# Help! dominant electric yellow bullying



## mandyb (Dec 30, 2013)

Hi all! I'm new here so I hope I'm in the right place!
I have bought my first cichlid (Mr 10cm) 5 days ago now for my large tank, originally in it were a family of 4 large kribs (doesn't mind them at all) and the next day I bought an electric blue male (6cm) he had no problem with him at all either, mr blue hangs out with the kribs happily. now 2 days ago the man who sold me Mr 10cm offered me another Mr yellow slightly smaller, he had advised me they will fight to see whos boss and will settle down in 2 days, is been 2 days and new Mr yellow is cowling in the top corner behind the filter with Mr 10cm occasionally swimming up to him to chase him or try bite him, new yellow wont fight back at all he swims away, I have re-arranged accessories and also made another large cave for the tank but Mr 10cm likes it too now and new yellow still tries to hide, he has not received any injuries and Mr 10 seems to just chase and attempt to nip, he doesn't try to latch or eat at his fins. any ideas?


----------



## Kalost (Feb 27, 2013)

dimensions of the tank? what is a Mr 10cm? what is a Mr yellow?

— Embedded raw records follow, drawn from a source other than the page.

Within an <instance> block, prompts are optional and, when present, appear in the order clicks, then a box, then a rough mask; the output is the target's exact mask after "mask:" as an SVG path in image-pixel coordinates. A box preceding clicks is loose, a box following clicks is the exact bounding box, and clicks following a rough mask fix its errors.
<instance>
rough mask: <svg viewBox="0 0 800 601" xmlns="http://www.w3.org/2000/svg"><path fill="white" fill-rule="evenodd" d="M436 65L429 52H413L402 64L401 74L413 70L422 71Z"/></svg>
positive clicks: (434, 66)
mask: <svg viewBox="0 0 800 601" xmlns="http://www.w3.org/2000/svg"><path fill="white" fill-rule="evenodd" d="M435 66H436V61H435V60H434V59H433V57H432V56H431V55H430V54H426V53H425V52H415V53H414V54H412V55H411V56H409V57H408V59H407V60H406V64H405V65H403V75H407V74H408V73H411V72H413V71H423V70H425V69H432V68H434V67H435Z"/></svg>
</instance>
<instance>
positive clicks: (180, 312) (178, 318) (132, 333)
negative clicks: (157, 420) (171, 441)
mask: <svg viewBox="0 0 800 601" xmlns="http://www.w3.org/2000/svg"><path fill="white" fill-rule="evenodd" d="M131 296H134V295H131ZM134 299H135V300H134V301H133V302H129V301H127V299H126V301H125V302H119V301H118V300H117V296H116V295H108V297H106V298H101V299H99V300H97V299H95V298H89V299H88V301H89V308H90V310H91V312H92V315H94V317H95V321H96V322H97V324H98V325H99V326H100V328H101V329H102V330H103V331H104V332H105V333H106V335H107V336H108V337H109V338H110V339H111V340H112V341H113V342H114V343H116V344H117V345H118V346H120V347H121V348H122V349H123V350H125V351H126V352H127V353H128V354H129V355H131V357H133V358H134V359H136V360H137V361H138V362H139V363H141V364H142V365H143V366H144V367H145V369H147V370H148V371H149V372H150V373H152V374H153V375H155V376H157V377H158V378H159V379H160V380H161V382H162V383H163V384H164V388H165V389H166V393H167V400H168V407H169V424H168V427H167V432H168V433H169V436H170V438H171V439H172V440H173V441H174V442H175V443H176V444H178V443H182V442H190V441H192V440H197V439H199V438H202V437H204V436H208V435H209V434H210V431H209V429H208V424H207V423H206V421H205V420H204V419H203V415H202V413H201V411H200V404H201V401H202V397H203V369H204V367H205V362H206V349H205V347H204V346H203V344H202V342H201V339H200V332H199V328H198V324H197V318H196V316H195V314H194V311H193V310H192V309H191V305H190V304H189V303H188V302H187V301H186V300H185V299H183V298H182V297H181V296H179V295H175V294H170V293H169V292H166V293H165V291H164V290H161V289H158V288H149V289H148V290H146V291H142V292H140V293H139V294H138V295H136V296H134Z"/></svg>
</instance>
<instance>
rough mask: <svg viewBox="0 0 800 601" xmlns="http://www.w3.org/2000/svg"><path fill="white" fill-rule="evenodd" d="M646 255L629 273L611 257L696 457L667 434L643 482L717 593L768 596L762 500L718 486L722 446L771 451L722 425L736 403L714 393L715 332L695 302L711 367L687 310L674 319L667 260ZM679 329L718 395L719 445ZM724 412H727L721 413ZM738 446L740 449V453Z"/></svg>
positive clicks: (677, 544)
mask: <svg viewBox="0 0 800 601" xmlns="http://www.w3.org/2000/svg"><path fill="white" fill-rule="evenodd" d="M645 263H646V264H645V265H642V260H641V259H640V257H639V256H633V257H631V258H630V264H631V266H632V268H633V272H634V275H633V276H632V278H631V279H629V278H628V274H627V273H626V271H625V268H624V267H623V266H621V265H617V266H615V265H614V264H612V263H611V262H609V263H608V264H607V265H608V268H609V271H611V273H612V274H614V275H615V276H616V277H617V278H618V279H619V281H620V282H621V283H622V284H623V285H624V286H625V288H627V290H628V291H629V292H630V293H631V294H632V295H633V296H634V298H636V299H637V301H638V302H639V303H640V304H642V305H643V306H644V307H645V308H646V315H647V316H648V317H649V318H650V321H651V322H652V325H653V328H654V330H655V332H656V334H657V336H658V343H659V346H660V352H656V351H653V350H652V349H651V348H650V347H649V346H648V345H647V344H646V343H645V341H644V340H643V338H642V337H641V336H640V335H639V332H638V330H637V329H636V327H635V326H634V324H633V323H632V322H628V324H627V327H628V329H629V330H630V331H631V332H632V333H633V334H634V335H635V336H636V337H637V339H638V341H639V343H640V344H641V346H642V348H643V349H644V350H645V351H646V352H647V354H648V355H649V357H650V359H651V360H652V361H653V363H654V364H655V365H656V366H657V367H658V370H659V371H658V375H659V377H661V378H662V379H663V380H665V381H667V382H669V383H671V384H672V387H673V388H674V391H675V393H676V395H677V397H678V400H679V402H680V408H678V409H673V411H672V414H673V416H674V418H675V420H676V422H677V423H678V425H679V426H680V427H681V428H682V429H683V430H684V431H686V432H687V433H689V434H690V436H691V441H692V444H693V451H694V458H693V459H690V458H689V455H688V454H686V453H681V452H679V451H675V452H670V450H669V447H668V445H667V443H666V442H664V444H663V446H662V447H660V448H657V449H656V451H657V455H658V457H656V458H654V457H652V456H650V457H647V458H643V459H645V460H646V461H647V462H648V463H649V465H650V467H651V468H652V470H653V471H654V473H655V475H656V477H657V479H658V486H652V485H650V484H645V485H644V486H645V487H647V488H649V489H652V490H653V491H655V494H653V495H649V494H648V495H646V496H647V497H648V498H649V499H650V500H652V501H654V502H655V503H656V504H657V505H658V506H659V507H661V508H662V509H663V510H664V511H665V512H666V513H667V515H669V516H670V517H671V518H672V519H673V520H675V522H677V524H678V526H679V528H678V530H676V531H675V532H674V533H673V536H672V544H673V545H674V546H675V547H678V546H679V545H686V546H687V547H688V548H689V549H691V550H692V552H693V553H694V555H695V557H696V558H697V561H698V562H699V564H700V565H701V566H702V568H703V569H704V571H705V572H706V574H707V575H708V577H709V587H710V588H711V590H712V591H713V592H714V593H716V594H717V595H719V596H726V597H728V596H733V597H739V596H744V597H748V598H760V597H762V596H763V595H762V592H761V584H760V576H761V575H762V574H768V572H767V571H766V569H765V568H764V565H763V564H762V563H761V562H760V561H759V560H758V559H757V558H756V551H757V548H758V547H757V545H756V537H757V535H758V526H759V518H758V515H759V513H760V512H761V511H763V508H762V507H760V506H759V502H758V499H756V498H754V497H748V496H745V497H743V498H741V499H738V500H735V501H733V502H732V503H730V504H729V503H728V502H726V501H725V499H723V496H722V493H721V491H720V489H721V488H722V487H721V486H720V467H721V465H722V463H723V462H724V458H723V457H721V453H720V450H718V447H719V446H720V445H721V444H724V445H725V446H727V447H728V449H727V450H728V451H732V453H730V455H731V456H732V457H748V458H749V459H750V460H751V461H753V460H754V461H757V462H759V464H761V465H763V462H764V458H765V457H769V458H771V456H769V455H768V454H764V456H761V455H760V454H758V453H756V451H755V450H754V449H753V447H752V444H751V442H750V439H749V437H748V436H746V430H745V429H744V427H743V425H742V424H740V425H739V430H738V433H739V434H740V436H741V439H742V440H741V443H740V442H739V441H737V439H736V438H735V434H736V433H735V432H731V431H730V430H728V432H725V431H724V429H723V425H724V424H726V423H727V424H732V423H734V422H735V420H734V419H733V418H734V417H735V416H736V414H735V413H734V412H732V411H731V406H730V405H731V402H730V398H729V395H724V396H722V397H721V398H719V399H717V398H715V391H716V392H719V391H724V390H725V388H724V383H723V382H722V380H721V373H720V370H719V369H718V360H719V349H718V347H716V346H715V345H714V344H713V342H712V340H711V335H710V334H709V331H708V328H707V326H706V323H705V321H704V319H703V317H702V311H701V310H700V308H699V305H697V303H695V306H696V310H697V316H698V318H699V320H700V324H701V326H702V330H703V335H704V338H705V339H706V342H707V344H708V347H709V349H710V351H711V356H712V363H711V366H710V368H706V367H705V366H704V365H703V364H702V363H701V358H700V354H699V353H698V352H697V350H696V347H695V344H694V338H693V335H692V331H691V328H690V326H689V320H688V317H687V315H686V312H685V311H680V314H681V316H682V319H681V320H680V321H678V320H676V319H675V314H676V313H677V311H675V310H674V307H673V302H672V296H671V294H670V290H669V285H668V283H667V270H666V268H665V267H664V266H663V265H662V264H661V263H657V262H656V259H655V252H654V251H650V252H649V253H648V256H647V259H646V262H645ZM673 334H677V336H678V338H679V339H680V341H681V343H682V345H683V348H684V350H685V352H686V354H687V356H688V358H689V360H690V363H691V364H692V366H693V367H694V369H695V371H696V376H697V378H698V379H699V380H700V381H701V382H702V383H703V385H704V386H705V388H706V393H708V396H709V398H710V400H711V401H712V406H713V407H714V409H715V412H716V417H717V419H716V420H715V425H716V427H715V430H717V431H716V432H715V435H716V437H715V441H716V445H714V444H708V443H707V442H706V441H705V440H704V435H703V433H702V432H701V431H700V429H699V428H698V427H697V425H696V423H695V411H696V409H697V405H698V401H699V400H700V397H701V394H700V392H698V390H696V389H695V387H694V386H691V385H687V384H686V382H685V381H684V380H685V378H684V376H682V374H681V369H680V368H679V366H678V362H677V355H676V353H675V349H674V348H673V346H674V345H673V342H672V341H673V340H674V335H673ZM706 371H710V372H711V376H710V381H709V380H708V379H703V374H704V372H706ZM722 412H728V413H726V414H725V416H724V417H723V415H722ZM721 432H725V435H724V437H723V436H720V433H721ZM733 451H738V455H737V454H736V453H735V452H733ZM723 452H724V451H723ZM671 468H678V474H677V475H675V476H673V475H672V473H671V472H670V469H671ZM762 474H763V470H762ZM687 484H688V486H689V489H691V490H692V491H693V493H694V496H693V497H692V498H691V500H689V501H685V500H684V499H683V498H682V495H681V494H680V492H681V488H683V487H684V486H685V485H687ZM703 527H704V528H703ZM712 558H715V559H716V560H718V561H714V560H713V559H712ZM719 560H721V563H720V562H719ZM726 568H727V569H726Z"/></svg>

What is the question?


----------



## mandyb (Dec 30, 2013)

90" x 45", thought I was obvious in the subject in what thy are, mr 10cm is an electric yellow and mr yellow is the new electric yellow, the first one in the tank is bullying my new one. looking for advice to help him stop, have since found some helpful advice will try quarantine
on the dominant one.


----------



## AfricanLove (Jan 2, 2012)

90 x 45 That is a big tank. Or is that centimeters, If it is I believe that would be a 40B for all us Americans on here. What else is in the tank, Just Electric Yellows (Labidochromis Caeruleus) and the Kribensis (Pelvicachromis Pulcher) Sounds like you have two males. The Yellow Labs should Ideally be stocked 1male to 4-5 female. I would ditch the Labs and the Kribensis and Stock a nice looking Pseudotropheus Saulosi only tank


----------



## DJRansome (Oct 29, 2005)

Mr. yellow is being harassed and the stress will make him sick unless you solve the problem. Time out has not worked for me. I'd remove Mr. yellow.

If the tank is not 48" long by 18" from front to back I'd also remove the electric blue.


----------



## mandyb (Dec 30, 2013)

thanks everyone for your help and suggestions!


----------